Pleasures of Playful Perspectives: Art by Mark Reigelman and Meredith James on the Greenway
“Traditional meeting houses became the community centers and had the defining characteristics of simplicity, equality, peace, and togetherness. …The Meeting House intends to mimic these ideals, highlighting the potential for civic structures to act as gathering points where passersby can explore, question and interact,..”
“The garden imagery and sculpture title reference Alain Resnais’ 1961 film, Last Year at Marienbad. In the film, a woman’s fantasies and memories weave together opulent interiors and gardens into a seamless architectural labyrinth.”
Enlightened and excited by both artists’ presentations* on September 26, I ‘m posting quickly now, just in case you can plan to go before their temporary exhibits vanish October 7 (Reigelman) and October 8 (James). Later on, I’ll hope to trade perspectives in the interactive spirit of these engaging forms of art. *as part of the Playful Perspectives exhibition on the Greenway
Here are resources from the Greenway website that will give background and locations for the two artworks and other intriguing work along the way between them. Click on red text for links. Captions of photos above and below are excerpted quotes from the artists’ statements.

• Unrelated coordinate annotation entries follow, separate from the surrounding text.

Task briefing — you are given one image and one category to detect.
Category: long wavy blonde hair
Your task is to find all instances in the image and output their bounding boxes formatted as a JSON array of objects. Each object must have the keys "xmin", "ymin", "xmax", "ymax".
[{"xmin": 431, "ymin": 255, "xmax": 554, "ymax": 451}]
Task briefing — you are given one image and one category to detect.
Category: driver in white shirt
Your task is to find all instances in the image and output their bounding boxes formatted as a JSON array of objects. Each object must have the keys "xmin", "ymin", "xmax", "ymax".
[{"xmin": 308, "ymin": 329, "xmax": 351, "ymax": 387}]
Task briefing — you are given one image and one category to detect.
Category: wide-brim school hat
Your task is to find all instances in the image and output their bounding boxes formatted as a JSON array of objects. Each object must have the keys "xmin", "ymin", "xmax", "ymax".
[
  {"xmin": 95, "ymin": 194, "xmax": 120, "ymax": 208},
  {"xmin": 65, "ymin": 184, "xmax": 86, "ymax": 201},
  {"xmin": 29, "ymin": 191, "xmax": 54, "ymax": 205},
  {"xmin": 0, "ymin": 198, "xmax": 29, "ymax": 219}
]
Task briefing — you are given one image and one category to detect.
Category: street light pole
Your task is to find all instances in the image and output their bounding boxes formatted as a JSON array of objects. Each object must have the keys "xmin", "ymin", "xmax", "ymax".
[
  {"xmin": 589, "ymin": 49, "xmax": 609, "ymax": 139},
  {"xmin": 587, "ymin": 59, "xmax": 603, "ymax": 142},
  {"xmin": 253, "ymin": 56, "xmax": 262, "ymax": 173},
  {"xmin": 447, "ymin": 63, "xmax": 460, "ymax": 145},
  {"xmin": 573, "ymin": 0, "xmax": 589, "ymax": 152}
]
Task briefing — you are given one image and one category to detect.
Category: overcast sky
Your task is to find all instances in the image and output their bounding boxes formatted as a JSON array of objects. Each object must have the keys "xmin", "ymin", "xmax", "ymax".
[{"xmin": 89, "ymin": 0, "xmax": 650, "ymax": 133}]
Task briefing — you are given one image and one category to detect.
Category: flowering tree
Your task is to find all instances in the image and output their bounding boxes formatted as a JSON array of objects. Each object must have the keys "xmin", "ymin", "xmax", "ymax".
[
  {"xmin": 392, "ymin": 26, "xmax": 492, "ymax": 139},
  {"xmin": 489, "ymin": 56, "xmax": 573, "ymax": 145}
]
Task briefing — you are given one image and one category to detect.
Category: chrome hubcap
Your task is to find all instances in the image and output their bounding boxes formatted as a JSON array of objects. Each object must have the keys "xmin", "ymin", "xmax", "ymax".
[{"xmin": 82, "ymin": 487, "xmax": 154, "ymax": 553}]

The Meeting House takes inspiration from the simple architecture of the area’s first colonial settlers and was fabricated using traditional materials and techniques.

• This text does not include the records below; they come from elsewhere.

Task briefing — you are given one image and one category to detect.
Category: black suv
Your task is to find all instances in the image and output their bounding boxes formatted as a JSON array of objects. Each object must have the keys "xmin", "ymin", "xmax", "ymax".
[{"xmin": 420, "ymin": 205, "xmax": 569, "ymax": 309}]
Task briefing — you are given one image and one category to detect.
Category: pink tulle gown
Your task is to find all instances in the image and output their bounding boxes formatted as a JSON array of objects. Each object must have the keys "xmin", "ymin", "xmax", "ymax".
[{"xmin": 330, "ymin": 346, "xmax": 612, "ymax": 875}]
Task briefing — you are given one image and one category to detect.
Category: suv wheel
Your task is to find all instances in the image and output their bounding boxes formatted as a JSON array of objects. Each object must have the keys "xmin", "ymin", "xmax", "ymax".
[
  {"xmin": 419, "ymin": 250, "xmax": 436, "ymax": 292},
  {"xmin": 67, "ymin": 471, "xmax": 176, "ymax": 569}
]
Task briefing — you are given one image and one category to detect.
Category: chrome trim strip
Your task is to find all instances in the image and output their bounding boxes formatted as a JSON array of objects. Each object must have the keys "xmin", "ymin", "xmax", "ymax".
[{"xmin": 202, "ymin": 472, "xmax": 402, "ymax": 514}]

The precariously-positioned New England Quaker-style structure that sinks into the lawn encourages visitors to explore the area’s built environment, consider the layers of history that make up Boston’s unique landscape, and challenge notions of community.
The sculpture references two significant parts of New England history: the small house-like structure is a reminder of the thousands of displaced residents and demolished homes that resulted from the city’s elevated highway infrastructure project, and the larger house is inspired by the Pembroke Friends Meeting House, which is the oldest surviving Quaker meetinghouse in Massachusetts.

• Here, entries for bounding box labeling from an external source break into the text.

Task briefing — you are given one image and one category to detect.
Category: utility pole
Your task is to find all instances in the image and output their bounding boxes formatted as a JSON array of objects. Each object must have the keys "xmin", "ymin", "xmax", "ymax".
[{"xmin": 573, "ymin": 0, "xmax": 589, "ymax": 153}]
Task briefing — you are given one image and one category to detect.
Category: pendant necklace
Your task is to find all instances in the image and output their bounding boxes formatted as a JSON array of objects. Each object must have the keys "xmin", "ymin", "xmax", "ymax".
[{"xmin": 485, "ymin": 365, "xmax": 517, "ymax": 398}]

and the larger house is inspired by the Pembroke Friends Meeting House, which is the oldest surviving Quaker meetinghouse in Massachusetts.
Wrapping the walls of the Ames room is a vertical plant installation, commonly referred to as a greenwall.
To the naked eye, the sculpture looks like an off-kilter garden but when viewed from the viewfinder a few feet in front of the piece, the perfectly symmetrical garden frames the radically disproportional people within.
What seems a believable space becomes implausible when a person walking from one side of the room to the other appears to grow or shrink.
Meredith James’ sculpture is an optical illusion called an Ames room – a three-walled trapezoidal room built with a false perspective.